In some traditions (Sebastian Kneipp) it is recommended to start on day 1 with 5 cone berries , increasing the number every day by 1 cone berry (well chewed) up to 15 cone berries, then decrease the number (1 per day less) to 5 cone berries. So the duration of the therapy is 21 days, the maximum daily dose 15 cone berries. In case of therapeutic result the duration should be limited to 3 weeks. It is not recommended to continue the treatment for more than 2 weeks if the symptoms persist (Anonymous, 2009).

Preparation of infusion (the concentration may vary according to the method of preparation):

2 to 3 g with 150 ml hot water, infusion time 10 minutes: to be drunk 3 to 4 times a day (Hänsel et al. 1993; ESCOP, 2003).

1:20 (W/V) with boiling water: 100 ml 3 times daily (Barnes et al. 2007).

The latter is more concentrated and most sources limit the single dose equivalent to 2 g.
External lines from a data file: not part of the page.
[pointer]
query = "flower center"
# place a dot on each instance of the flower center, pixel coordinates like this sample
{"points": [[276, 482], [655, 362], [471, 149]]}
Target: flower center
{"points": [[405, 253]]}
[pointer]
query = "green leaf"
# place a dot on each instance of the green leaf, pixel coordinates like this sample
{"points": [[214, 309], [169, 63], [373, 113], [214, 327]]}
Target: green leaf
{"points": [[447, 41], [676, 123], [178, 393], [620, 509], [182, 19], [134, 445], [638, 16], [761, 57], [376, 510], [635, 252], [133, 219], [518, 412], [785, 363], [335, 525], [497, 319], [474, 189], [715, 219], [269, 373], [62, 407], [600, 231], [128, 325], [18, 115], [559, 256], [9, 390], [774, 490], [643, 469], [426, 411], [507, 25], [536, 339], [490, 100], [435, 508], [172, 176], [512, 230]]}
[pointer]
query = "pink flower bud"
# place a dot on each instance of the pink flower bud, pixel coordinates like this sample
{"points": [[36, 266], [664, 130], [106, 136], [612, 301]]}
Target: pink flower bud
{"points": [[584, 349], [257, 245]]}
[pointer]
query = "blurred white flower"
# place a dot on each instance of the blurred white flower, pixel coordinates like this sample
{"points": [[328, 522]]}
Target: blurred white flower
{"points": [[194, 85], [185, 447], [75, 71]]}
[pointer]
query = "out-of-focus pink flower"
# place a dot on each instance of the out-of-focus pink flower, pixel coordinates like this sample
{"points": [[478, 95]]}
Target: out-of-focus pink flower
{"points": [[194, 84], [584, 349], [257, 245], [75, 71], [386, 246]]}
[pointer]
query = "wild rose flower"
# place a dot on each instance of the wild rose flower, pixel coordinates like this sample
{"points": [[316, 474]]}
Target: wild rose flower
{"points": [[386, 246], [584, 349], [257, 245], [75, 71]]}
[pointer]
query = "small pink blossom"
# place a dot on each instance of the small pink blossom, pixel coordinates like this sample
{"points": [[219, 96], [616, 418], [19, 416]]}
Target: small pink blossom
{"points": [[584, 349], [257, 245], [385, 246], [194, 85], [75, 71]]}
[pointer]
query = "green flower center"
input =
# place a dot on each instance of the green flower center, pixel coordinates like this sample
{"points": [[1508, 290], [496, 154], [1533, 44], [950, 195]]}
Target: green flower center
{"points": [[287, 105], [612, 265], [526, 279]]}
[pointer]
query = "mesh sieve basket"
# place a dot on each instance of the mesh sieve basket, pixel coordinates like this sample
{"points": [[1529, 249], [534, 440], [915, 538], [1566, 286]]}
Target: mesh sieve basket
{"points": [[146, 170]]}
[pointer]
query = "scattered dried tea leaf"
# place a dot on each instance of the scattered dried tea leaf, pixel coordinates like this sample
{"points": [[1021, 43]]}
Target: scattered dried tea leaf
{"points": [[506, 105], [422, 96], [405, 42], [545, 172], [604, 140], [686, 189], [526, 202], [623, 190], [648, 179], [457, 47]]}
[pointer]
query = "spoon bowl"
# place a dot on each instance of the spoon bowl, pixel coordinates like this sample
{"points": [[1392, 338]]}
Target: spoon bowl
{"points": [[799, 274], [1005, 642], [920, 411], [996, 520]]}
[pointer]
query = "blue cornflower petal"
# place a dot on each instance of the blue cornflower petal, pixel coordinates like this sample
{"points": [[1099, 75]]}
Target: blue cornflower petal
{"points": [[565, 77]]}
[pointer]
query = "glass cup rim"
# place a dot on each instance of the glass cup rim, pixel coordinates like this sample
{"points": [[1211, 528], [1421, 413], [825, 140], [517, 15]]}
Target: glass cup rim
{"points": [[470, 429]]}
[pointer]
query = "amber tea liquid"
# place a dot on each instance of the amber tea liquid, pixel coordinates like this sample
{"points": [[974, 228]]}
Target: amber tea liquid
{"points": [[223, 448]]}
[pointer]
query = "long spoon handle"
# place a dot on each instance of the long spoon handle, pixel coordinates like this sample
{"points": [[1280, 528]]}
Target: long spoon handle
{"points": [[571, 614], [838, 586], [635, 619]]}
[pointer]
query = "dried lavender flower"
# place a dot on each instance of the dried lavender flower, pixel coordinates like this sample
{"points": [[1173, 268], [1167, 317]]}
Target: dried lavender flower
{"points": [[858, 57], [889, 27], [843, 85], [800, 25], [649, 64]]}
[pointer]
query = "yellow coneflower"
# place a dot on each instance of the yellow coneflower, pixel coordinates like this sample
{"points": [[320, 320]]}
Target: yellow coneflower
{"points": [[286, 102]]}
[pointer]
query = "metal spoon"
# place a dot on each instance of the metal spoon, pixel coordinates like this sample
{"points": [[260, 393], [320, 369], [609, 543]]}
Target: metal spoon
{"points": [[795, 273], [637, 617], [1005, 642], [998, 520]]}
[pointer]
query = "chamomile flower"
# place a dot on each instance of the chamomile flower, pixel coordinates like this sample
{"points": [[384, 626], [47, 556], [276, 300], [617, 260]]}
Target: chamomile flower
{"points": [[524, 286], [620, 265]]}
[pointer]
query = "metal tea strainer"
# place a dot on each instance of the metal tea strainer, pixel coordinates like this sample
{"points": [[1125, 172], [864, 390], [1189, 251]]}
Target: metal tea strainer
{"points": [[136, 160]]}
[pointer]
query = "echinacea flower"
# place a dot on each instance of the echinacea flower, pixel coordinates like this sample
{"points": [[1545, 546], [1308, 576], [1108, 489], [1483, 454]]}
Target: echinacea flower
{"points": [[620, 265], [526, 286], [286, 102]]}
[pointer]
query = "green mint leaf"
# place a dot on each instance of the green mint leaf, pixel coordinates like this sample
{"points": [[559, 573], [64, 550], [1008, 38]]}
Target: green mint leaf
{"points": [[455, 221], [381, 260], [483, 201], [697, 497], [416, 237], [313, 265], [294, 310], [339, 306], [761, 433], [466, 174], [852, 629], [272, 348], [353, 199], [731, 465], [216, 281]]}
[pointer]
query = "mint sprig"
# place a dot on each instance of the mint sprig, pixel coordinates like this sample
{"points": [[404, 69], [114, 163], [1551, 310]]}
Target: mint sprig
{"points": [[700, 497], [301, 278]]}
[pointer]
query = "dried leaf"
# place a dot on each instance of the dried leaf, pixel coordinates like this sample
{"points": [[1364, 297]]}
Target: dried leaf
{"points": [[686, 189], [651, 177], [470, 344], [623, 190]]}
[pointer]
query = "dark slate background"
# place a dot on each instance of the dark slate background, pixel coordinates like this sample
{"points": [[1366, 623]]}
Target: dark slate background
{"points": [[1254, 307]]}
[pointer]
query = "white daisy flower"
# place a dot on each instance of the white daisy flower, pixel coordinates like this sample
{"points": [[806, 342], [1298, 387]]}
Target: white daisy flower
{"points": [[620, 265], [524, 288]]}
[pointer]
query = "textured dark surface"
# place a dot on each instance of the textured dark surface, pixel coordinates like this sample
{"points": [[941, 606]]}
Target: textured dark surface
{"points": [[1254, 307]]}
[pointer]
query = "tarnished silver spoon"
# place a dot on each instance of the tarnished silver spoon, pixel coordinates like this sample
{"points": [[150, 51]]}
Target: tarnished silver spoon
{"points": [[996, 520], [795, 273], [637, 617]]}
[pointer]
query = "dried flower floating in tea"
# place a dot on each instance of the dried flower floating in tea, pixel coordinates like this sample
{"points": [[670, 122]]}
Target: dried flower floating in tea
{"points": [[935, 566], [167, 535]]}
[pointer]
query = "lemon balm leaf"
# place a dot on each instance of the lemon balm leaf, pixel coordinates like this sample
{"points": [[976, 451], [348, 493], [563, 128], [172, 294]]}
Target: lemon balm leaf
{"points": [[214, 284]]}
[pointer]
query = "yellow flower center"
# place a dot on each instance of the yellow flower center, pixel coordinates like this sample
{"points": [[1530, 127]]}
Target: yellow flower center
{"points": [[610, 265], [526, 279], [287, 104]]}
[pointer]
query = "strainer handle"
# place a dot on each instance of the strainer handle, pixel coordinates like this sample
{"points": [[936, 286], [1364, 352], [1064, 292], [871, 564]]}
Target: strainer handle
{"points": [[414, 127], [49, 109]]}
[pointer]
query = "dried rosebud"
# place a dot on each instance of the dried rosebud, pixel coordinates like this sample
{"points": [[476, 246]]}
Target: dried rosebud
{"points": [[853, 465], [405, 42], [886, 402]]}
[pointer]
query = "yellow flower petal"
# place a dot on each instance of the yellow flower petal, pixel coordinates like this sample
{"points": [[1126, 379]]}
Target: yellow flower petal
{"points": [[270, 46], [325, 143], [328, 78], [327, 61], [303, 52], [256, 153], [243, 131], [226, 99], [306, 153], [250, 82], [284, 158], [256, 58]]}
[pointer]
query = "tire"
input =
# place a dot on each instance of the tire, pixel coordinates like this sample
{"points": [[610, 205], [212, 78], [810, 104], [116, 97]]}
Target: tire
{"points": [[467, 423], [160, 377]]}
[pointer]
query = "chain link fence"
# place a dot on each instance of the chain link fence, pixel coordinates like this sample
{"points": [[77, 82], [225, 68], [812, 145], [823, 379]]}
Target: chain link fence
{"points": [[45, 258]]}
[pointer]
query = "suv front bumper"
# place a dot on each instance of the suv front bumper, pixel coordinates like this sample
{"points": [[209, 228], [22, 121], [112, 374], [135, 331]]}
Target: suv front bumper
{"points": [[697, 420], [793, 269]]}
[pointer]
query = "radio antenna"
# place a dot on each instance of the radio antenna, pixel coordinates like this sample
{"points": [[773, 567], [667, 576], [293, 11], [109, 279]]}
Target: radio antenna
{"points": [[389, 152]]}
Therefore an amount of 2 g 2 to 3 times a day is preferred as recommended dose.

Powder: 2 to 8 g per day (Delfosse, 1998). It is not clear whether the use of powdered pseudo-fructus can be considered as tradition. Therefore the powdered form has not been taken to the monograph.

Tincture (1:5 W/V in 45% ethanol): 1-2 ml, 3 times daily (ESCOP, 2003; Barnes et al. 2007). As mentioned earlier there is indirect evidence for more than 30 years of medicinal use of the tincture. This preparation is taken to the monograph.

Tinctura Juniperi (Codex Français): 5 to 15 g to be enhanced and tapered progressively (Van Hellemont, 1985). Data about the duration of use are missing. Also the original source is not specified. This preparation is not included into the monograph.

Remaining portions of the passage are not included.